CVE Vulnerabilities

CVE-2024-7432

Deserialization of Untrusted Data

Published: Oct 01, 2024 | Modified: Nov 13, 2024
CVSS 3.x
N/A
Source:
NVD
CVSS 2.x
RedHat/V2
RedHat/V3
Ubuntu

The Unseen Blog theme for WordPress is vulnerable to PHP Object Injection in all versions up to, and including, 1.0.0 via deserialization of untrusted input. This makes it possible for authenticated attackers, with Contributor-level access and above, to inject a PHP Object. No known POP chain is present in the vulnerable software.

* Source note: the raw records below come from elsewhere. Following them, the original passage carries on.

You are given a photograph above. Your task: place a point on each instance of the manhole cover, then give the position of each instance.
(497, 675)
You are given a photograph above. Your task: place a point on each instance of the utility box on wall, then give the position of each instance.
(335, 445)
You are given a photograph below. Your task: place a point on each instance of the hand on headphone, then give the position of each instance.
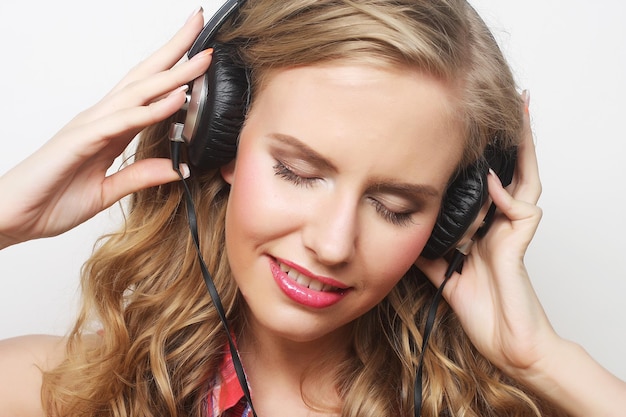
(493, 297)
(65, 182)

If a POP chain is present via an additional plugin or theme installed on the target system, it could allow the attacker to delete arbitrary files, retrieve sensitive data, or execute code.

Weakness

The product deserializes untrusted data without sufficiently verifying that the resulting data will be valid.

Affected Software

Name Vendor Start Version End Version
Unseen_blog Ultrapress * 1.0.0 (including)

Extended Description

It is often convenient to serialize objects for communication or to save them for later use. However, deserialized data or code can often be modified without using the provided accessor functions if it does not use cryptography to protect itself. Furthermore, any cryptography would still be client-side security – which is a dangerous security assumption. Data that is untrusted can not be trusted to be well-formed. When developers place no restrictions on “gadget chains,” or series of instances and method invocations that can self-execute during the deserialization process (i.e., before the object is returned to the caller), it is sometimes possible for attackers to leverage them to perform unauthorized actions, like generating a shell.

Potential Mitigations

  • Make fields transient to protect them from deserialization.
  • An attempt to serialize and then deserialize a class containing transient fields will result in NULLs where the transient data should be. This is an excellent way to prevent time, environment-based, or sensitive variables from being carried over and used improperly.